Location
- 270 Industrial Way West Eatontown, Monmouth, New Jersey 07724 United States

Information
- Type: special needs education
- Founded: 1976
- Status: active
- NCES School ID: A9104474.
- Administrator: Vincent Renda
- Principal: Andrew Orefice
- Teaching staff: 19 (full time equivalents)
- Gender: Coeducational
- Age: 3 to 21
- Enrollment: 155 (26 Jul 2014)
- Student to teacher ratio: 7.9
- Hours in school day: 5.5
- Classrooms: 22
- Campus size: 5.5
- Campus type: suburban
- Annual tuition: School districts pay all tuition and transportation
- Affiliation: National Association of Private Special Education Centers, Family Resource Association, Inc. of Monmouth County
- Website: hawkswoodschool.net

= Hawkswood School =

Hawkswood School (formerly the School for Children) is a private, non-sectarian school, located in Eatontown, New Jersey. The School provides educational services for students with various disabilities (such as autism) and support for their families.
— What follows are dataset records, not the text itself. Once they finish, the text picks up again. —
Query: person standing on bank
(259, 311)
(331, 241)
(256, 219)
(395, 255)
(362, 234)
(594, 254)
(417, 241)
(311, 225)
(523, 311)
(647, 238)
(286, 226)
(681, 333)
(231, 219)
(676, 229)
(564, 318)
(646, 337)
Hawkswood School is owned by Hawkswood, Inc. The School is fully accredited by the state of New Jersey and a member of the National Association of Private Special Education Centers. Hawkswood School provides an array of programs from pre-kindergarten to life preparedness classes for students, ages 3 – 21. Many nearby public school districts contract with Hawkswood School to provide educational services to students who might be underserved by the public school districts.

In December 2011, New Jersey Lt. Governor Kim Guadagno visited Hawkswood School, presenting the school as an example of high-quality education for students with educational disabilities.